# Inbetween machine



## user2090 (Sep 26, 2009)

I currently own a K-400 and a K-1500 for drain cleaning. It has become a serious inconvenience to use the K-1500 indoors on many of the drain calls I have had to do. Most recently a drain at my local hospital. 

At the one shop where I spent most of my plumbing career we used a K-1500 for big main lines, and the K-3800 for all other drains, since multiple drums and cables sizes are easy to carry and change out. 

I'm certain that Redwood at the least has mentioned using a K-3800, and maybe some others. Having experience with it, I know the machine very well, and would love to have at least 3 different drums with different cables the largest being the C-46 for up to 4" drains. 

What do you use, or what would you use? Keeping in mind I do not have a regular helper, or don't intend to have two guys do drain cleaning on a regular basis, even if I grow to having several techs.


----------



## Gettinit (May 9, 2012)

Seweratz talks highly of the eel model n with 5/8 sectional cable. I am in the same boat as you. I decided to get the k-40 for tubs and sinks where my 400 blows. I also have a k 60 for some situations. I cannot decide on the 3800 or the N. It will probably be next year for me.


----------



## gear junkie (Jun 20, 2008)

K50....best inside machine there is.


----------



## Gettinit (May 9, 2012)

gear junkie said:


> K50....best inside machine there is.


Is it because of the drum attachment?


----------



## gear junkie (Jun 20, 2008)

I don't think so but I just don't use the drum even though I have both on the van. I like the 5/8 cable and instant stop/start of the sectional. The 5/8 goes through anything and there's even a stiffer 5/8 for soft stoppages...perfect for 3" toilet clogs. 

I used to have a k3800 but ended up selling it. The k50 is much better imo.


----------



## Gettinit (May 9, 2012)

gear junkie said:


> I don't think so but I just don't use the drum even though I have both on the van. I like the 5/8 cable and instant stop/start of the sectional. The 5/8 goes through anything and there's even a stiffer 5/8 for soft stoppages...perfect for 3" toilet clogs.
> 
> I used to have a k3800 but ended up selling it. The k50 is much better imo.


Why not just use the K60 instead?


----------



## gear junkie (Jun 20, 2008)

It's to big for 2" and under. It can be used effectively for it but the K50 works better for that application.


----------



## user2090 (Sep 26, 2009)

I want a machine that is easy to set up, and easy to run so that when I go inside a home, or business there is little area to cover, and I'm not dealing with sections. 

Personally I love the fact that the K-400 is easy to use and deal with.
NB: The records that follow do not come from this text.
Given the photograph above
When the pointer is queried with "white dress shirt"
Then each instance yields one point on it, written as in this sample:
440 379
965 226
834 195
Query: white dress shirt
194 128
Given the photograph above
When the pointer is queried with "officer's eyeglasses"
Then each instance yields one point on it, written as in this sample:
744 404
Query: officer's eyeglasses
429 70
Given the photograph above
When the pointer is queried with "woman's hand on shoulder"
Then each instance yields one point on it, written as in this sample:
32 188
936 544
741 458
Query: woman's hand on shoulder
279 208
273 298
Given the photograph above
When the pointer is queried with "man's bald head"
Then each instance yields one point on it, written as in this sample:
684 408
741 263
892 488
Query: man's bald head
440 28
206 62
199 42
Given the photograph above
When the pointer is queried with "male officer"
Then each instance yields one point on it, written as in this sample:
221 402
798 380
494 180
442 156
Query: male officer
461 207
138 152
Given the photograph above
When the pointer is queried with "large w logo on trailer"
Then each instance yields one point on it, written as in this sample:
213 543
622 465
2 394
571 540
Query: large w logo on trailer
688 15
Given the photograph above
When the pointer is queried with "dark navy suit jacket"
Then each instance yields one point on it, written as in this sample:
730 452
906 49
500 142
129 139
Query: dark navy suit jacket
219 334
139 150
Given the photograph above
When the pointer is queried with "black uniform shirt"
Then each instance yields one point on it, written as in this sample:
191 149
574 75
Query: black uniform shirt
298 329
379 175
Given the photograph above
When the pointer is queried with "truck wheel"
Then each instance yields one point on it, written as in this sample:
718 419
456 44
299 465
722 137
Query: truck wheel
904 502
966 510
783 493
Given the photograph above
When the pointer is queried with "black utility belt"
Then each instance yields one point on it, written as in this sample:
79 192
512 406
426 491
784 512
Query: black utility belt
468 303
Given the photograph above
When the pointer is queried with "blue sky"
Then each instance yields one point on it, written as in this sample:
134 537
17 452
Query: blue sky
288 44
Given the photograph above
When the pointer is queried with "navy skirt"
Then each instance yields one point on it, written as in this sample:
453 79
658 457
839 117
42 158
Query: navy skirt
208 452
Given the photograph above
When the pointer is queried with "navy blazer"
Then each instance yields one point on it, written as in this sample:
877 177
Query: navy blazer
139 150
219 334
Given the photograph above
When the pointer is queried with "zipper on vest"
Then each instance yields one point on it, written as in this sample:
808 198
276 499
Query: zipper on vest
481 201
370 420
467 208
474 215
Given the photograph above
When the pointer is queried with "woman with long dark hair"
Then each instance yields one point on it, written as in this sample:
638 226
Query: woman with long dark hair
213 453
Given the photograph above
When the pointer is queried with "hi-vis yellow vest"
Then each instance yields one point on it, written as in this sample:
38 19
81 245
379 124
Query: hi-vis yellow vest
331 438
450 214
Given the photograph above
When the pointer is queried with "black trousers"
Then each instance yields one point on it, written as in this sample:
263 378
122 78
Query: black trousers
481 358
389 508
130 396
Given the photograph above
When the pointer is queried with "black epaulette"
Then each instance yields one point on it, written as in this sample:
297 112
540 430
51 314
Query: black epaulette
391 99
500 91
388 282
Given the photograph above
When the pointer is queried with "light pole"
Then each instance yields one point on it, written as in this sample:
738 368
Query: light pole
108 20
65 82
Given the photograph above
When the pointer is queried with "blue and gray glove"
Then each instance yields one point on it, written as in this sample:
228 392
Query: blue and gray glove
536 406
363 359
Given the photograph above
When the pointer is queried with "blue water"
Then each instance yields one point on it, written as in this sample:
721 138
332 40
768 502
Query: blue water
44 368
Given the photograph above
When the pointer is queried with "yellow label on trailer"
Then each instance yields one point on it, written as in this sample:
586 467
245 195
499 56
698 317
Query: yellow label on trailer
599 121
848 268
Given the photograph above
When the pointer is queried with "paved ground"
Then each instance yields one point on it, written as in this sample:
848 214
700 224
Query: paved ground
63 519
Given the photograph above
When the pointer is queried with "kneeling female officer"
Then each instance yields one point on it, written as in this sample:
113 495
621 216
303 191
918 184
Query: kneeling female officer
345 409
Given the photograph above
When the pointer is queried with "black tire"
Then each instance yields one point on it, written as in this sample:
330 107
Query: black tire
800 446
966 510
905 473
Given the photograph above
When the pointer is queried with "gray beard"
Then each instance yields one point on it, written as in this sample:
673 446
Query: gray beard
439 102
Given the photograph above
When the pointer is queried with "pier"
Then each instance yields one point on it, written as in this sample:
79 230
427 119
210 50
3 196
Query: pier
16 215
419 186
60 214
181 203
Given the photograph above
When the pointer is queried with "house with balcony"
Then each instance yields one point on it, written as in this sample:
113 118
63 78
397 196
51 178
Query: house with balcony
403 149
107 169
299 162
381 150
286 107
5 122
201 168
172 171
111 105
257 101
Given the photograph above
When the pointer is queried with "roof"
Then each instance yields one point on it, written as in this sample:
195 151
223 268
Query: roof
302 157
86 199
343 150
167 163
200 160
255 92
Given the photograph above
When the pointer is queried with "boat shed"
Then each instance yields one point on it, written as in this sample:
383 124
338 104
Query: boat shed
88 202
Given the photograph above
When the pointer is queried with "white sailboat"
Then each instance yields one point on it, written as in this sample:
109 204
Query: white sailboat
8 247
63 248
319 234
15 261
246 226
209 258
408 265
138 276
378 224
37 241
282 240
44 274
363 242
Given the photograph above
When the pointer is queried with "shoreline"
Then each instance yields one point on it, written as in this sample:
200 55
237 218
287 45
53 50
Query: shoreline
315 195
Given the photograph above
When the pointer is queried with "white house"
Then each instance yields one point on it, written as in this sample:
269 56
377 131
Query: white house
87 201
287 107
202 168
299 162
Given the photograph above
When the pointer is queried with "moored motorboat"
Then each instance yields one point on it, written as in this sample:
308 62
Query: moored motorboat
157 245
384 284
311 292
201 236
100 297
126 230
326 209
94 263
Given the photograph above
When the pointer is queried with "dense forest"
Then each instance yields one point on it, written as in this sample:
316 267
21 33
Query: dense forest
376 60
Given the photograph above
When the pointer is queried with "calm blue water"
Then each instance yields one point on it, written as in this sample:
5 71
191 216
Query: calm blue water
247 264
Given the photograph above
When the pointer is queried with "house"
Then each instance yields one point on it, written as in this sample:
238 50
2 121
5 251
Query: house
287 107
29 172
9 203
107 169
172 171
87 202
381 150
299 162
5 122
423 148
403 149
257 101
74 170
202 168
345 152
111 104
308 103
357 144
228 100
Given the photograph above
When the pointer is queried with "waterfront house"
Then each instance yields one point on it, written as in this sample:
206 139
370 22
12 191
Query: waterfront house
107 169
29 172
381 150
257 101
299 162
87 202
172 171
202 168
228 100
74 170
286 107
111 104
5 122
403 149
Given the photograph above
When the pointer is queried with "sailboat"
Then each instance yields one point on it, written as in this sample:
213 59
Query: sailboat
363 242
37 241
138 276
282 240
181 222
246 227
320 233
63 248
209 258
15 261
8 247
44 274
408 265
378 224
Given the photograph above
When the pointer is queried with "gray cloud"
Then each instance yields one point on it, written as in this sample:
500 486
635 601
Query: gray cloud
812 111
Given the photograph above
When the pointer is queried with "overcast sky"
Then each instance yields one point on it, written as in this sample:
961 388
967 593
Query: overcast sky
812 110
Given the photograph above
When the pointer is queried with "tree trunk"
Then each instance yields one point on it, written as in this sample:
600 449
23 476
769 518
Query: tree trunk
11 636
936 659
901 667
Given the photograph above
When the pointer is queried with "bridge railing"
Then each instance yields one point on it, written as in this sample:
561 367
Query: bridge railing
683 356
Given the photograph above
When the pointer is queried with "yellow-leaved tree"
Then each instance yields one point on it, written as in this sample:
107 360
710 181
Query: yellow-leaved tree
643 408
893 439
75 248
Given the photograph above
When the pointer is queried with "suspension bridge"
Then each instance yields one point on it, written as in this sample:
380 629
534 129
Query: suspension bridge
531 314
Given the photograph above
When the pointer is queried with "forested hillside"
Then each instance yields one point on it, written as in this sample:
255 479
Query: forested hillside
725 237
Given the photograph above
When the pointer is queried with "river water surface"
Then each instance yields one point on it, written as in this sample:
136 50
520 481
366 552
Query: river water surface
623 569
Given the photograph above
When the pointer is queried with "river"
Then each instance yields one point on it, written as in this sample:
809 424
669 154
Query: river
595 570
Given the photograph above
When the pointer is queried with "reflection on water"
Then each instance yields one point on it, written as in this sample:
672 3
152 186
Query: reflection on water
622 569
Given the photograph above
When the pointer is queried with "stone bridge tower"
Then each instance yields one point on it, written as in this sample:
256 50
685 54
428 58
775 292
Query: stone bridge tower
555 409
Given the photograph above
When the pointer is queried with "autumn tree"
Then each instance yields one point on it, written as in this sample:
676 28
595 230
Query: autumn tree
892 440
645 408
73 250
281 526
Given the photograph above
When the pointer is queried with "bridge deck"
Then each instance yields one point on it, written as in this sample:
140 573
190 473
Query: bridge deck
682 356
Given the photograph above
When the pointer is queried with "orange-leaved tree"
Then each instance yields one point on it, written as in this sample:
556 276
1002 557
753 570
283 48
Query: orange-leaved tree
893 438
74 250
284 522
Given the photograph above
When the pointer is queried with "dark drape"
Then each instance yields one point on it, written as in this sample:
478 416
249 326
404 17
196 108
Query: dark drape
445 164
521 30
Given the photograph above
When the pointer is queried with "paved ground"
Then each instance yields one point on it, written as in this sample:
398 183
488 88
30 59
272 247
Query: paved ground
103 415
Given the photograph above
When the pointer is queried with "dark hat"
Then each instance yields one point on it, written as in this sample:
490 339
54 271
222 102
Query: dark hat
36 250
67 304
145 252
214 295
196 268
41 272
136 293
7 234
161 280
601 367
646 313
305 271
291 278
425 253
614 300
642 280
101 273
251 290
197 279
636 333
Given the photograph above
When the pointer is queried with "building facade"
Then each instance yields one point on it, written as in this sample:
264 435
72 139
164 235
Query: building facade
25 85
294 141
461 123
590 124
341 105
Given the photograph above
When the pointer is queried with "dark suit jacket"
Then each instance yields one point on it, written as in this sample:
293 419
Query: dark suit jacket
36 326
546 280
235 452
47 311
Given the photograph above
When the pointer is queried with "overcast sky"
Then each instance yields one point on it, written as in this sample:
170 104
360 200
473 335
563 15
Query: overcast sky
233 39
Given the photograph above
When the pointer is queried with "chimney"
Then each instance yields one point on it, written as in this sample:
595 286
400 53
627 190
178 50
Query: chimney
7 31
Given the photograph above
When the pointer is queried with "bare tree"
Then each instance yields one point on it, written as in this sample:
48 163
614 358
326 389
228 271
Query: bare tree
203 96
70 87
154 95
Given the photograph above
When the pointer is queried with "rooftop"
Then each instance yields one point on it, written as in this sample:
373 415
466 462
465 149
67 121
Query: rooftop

Its just not powerful enough to clear anything beyond 2 " and longer than 70' effectively. 

A machine like the K-3800 offers a whole slew of options for 4" down to 3/4" condensate lines. 

Gonna check on the K-50 see what its all about.


----------



## plbgbiz (Aug 27, 2010)

gear junkie said:


> It's to big for 2" and under. It can be used effectively for it but the K50 works better for that application.


We use the K60 on 1-1/2" and 2" regularly. It adjusts to run 7/8" or 5/8" cable.

We have 150' of 7/8" and 75' of 5/8" on the trucks.


----------



## user2090 (Sep 26, 2009)

plbgbiz said:


> We use the K60 on 1-1/2" and 2" regularly. It adjusts to run 7/8" or 5/8" cable.
> 
> We have 150' of 7/8" and 75' of 5/8" on the trucks.


Is the set up time and effort similar to K-1500?


----------



## plbgbiz (Aug 27, 2010)

Indie said:


> Is the set up time and effort similar to K-1500?


Much easier. Much Lighter. Much smaller. More versatile.


----------



## AssTyme (May 15, 2010)

Don't let these guys fool you, get a drum machine and sit on a bucket with minimal prep & mess.

If you're looking at doing 3" - 4" lines under 100' get a Spartan 300 with .55 cable. The drum holds 107'.

Your 1500 will handle the tough 4" lines, lines over 100' and lines 6" & larger.


The 3800 & Spartan 100 are sink machines.


----------



## deerslayer (Mar 29, 2012)

IMHO sectionals are much easier to use and can be cleaner. I typically operate on a 4x6 dropcloth and have little to no mess to clean up. I have a piece of 2" with a gymcap on it that I slide the cable in that is hanging out of the machine and that eliminates the cable flopping everywhere.
For big line it's hard to beat an electric eel model c with 1.25" cable.


----------



## AssTyme (May 15, 2010)

deerslayer said:


> *IMHO sectionals are much easier to use and can be cleaner.* I typically operate on a 4x6 dropcloth and have little to no mess to clean up. I have a piece of 2" with a gymcap on it that I slide the cable in that is hanging out of the machine and that eliminates the cable flopping everywhere.
> For big line it's hard to beat an electric eel model c with 1.25" cable.




Not too sure about that my back hurts every time I use my Model C or drill & Eel cable from bending over hooking/unhooking cables and more trips to the van/up & down stairs. It most certainly is more of a mess than my 300 drum.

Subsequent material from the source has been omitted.